Seventy years after North Shore University Hospital (NSUH) first opened its doors, the Level I trauma center and quaternary care teaching hospital announced the completion of the Petrocelli Surgical Pavilion. The $560 million, 288,000-square-foot tower will complement nationally recognized cardiac, neurosurgery and transplant programs.
New York-based Skanska USA broke ground on the capital project in April 2020, which was made possible, in part, through a significant gift from Attilio and Beverly Petrocelli.
NSUH, which has 756 licensed beds and treats more than 90,000 patients each year, is home to the Sandra Atlas Bass Heart Hospital (SABHH), the Katz Women’s Hospital, neurosurgery, multi-organ transplant services and one of the busiest emergency departments in the region.
The Petrocelli Pavilion will feature 18 operating rooms (ORs), including three hybrid rooms with advanced imaging, along with 132 intensive care rooms (ICUs). Hybrid ORs combine a traditional OR with an image-guided interventional suite, allowing for highly complex, advanced surgical procedures. This project will upgrade and expand the critical care capabilities of NSUH to ensure ever more exceptional care. After intensive staff training in the new surgical tower, patients will relocate to new critical care units and surgeries will begin later this month.
The new pavilion will serve as home to the SABHH and feature a concierge entrance for cardiac patients and their families.

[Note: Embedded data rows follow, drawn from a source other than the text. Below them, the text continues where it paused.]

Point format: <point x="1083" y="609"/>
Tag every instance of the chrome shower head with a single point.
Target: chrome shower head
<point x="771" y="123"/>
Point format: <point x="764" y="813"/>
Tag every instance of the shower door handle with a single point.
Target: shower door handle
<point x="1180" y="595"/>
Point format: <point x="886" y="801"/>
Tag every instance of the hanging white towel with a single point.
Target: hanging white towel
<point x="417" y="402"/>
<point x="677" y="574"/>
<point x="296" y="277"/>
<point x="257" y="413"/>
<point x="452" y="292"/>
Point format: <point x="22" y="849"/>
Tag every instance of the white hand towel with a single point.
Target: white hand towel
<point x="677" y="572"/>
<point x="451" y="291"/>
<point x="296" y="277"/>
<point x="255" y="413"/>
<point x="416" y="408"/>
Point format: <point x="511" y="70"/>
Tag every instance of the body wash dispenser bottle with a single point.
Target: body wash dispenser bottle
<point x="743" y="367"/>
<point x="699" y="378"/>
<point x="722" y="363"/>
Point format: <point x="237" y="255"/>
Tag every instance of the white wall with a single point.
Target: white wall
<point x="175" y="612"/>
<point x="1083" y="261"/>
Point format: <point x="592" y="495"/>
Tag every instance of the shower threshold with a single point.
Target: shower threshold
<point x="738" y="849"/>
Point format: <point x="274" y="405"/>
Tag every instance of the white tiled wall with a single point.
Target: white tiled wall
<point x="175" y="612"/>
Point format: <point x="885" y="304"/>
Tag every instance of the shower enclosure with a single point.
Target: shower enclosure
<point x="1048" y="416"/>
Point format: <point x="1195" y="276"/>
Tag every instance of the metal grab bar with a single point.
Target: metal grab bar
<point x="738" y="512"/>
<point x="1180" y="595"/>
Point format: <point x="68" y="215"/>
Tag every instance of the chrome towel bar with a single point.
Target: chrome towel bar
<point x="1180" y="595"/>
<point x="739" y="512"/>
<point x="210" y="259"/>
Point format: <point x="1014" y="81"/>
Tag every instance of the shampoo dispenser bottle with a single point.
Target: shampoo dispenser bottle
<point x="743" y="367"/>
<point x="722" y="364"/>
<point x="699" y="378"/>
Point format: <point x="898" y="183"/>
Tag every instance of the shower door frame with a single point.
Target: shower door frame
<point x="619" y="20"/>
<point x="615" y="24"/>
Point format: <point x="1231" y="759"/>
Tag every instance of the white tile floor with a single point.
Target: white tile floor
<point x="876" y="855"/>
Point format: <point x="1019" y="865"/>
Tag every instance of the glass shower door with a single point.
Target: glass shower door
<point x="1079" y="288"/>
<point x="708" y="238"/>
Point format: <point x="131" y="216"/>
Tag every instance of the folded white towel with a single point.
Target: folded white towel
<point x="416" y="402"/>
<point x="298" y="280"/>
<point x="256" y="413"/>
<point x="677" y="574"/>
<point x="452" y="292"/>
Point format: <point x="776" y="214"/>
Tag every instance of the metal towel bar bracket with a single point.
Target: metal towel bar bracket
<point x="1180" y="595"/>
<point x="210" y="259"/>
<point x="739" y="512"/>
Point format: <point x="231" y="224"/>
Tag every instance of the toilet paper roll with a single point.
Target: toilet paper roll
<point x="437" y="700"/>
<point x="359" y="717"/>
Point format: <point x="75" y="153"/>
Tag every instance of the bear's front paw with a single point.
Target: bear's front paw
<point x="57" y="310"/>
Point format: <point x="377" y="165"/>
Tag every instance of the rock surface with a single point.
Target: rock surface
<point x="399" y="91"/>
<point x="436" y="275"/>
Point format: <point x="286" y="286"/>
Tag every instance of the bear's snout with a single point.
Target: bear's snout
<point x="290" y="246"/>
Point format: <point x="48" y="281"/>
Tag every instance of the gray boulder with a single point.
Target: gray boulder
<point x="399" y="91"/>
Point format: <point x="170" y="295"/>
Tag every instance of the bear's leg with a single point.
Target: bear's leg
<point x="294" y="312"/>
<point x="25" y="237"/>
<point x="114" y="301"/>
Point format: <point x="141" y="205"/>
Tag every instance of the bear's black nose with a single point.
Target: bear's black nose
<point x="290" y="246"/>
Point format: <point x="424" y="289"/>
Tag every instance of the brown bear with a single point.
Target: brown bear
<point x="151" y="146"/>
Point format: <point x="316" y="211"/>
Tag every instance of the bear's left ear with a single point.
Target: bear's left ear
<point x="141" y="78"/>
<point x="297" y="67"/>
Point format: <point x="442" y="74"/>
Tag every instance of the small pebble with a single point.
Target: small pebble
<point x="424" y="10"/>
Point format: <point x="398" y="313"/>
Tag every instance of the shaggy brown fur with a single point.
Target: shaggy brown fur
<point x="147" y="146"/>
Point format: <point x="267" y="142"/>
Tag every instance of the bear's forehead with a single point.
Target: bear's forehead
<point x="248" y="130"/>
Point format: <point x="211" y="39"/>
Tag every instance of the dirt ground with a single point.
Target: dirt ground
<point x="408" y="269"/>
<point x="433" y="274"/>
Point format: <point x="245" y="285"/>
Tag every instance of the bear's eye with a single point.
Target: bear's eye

The neurosurgery department will perform its 2,000 cases a year in the Petrocelli Surgical Pavilion, outfitted with the latest innovative operative technology and a hybrid OR specially designed for neurosurgical procedures. Patients will also benefit in their post-operative care from the 22-bed neurosurgical ICU.
To build the pavilion, Skanska employed numerous innovative and emerging technologies throughout the construction process. This included utilizing drones equipped with high-resolution cameras and sensors to provide real-time insights into construction progress and site conditions. The firm used 3D modeling and weekly 360-degree image and video capture to better assess progress.